# A Woman's Rant



## wasabi (Jul 14, 2005)

Q: How many women with MENOPAUSE (or PMS) does it take to change a
lightbulb?

A: One! ONLY ONE!!!! And do you know WHY? Because no one else in this
houseknows HOW to change a light bulb! They don't even know that the
bulb is BURNEDOUT!! They would sit in the dark for THREE DAYS before
they figured it out And, once they figured it out, they wouldn't be able
to find the #&%!* light bulbs despite the fact that they've been in the
SAME CABINET for the past 17 YEARS! But if they did, by some miracle of
God, actually find them, 2 DAYS LATER, the chair they dragged to stand on
to change the STUPID light bulb would STILL BE IN THE SAME SPOT!!!!! AND
UNDERNEATH IT WOULD BE THE WRAPPER THE FREAKING LIGHT BULBS CAME IN!!!
BECAUSE NO ONE EVER CARRIES OUT THE GARBAGE!!!! IT'S A WONDER WE HAVEN'T
ALL SUFFOCATED FROM THE PILES OF GARBAGE THAT ARE A FOOT DEEP THROUGHOUT
THE ENTIRE HOUSE!! IT WOULD TAKE AN ARMY TO CLEAN THIS PLACE! AND DON'T
EVEN GET ME STARTED ON WHO CHANGES THE TOILET PAPER ROLL !! . . .

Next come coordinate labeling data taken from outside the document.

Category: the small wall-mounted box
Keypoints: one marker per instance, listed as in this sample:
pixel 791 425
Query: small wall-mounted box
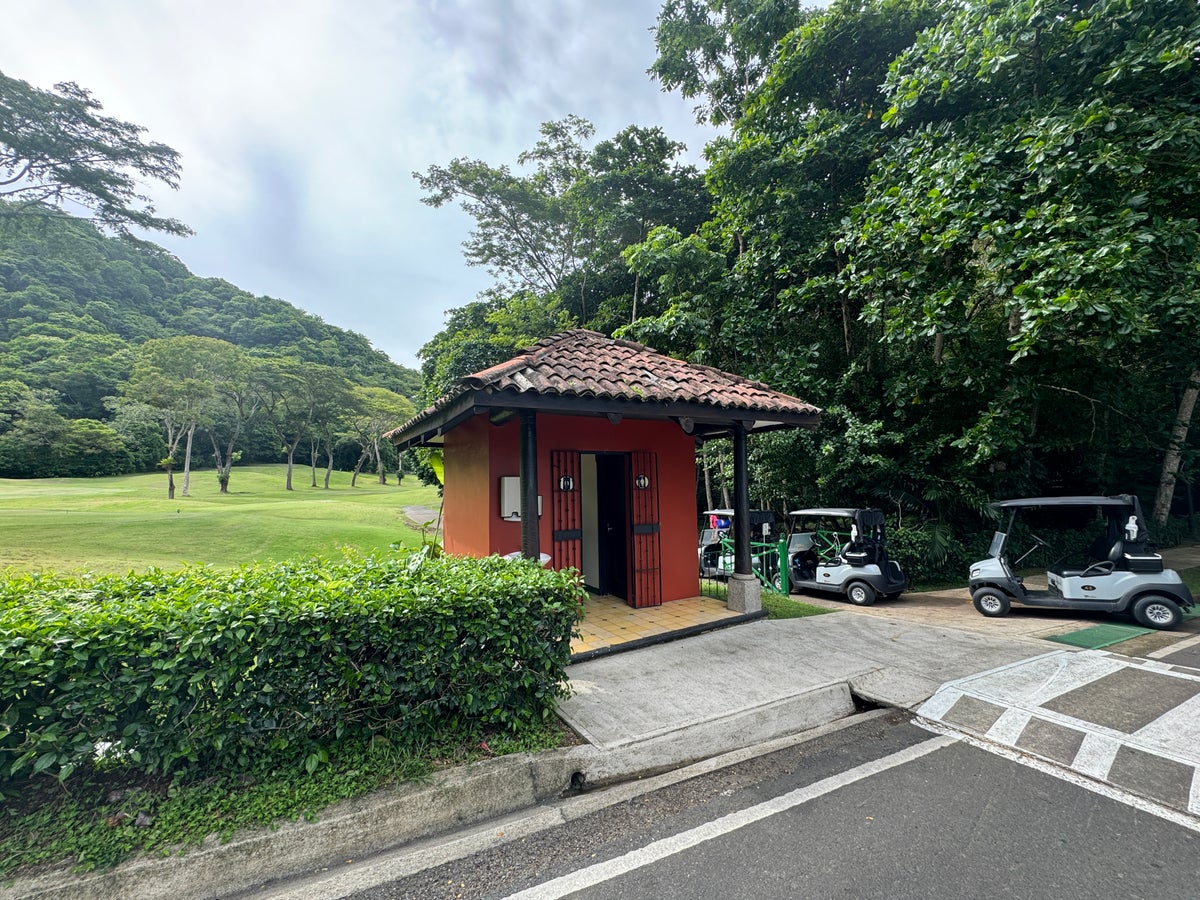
pixel 510 498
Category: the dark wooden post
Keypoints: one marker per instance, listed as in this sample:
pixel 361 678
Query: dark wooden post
pixel 529 545
pixel 741 503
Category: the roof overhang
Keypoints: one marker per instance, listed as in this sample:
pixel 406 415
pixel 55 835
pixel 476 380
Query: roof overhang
pixel 701 420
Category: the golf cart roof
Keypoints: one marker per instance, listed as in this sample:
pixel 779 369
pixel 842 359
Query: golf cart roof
pixel 1027 502
pixel 757 516
pixel 825 511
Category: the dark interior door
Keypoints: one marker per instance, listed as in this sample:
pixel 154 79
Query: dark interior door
pixel 611 519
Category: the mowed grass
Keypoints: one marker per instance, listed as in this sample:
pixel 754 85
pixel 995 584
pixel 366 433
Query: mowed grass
pixel 118 525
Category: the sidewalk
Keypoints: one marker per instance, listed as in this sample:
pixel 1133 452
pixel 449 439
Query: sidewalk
pixel 663 707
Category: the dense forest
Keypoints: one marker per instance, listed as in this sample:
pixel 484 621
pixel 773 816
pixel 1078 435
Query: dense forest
pixel 969 231
pixel 114 358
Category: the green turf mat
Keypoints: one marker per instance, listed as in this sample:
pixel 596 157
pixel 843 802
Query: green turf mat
pixel 1097 636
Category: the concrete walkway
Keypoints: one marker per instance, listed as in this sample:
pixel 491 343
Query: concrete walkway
pixel 1126 724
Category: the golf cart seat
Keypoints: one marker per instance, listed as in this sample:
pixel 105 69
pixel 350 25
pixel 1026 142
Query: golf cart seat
pixel 859 553
pixel 1111 561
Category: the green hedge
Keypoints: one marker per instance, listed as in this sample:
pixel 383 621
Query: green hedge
pixel 199 670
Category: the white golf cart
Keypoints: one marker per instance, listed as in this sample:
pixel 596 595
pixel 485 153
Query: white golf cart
pixel 844 551
pixel 1122 573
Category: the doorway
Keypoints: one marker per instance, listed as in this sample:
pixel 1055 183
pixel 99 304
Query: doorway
pixel 605 502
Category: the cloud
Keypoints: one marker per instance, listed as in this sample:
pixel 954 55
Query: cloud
pixel 300 125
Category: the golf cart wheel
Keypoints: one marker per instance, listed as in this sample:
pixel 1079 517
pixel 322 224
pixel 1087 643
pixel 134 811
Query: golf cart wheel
pixel 1157 611
pixel 859 593
pixel 991 603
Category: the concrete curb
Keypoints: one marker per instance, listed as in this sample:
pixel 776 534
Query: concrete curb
pixel 455 799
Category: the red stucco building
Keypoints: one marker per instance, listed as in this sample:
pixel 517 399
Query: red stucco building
pixel 599 436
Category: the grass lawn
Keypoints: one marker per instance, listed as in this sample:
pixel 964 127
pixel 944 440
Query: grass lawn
pixel 117 525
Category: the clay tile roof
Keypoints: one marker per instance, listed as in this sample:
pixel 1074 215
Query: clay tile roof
pixel 588 365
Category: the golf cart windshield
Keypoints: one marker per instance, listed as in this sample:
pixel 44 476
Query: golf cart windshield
pixel 997 545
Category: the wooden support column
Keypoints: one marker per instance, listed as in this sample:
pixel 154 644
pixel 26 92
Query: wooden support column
pixel 529 545
pixel 741 503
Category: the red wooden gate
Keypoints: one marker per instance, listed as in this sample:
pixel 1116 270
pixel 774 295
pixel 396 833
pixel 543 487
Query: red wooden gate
pixel 646 544
pixel 567 516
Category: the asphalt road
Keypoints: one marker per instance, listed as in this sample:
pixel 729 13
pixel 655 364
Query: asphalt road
pixel 882 809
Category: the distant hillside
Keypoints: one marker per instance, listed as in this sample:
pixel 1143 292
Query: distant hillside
pixel 75 301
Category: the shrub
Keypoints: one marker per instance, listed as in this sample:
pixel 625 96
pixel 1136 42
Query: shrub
pixel 931 553
pixel 175 672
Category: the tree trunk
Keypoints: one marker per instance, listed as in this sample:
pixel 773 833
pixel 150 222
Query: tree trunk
pixel 225 463
pixel 379 468
pixel 1174 455
pixel 358 466
pixel 708 478
pixel 187 459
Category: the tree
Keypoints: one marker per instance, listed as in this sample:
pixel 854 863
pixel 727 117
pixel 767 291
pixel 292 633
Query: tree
pixel 235 401
pixel 331 408
pixel 1033 229
pixel 720 49
pixel 175 377
pixel 55 147
pixel 526 232
pixel 376 411
pixel 298 397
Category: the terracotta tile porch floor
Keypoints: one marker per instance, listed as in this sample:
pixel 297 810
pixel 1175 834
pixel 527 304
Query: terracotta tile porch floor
pixel 610 622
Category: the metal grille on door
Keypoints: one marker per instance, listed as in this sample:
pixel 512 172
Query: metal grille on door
pixel 647 546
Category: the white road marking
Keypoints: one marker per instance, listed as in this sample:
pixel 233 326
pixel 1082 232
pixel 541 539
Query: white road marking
pixel 1096 755
pixel 1074 778
pixel 685 840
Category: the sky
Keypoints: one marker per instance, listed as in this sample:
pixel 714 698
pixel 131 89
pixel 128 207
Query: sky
pixel 300 124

I'm sorry What was the question?


----------



## Andy M. (Jul 14, 2005)

I think I hear someone calling me.

Gotta go!

Bye!

runrunrunrunrunrunrunrunrunrunrunrunrunrunrunrunrunrunrunrunrun!


----------



## Sandyj (Jul 14, 2005)

*You've been to my house?*

You made me laugh really loud (am I'm at work)!


----------



## jkath (Jul 14, 2005)

...how did you get that secret audio tape of me?????


----------



## middie (Jul 14, 2005)

whoa !!!!!! that's ME !!!!!!!! lmao


----------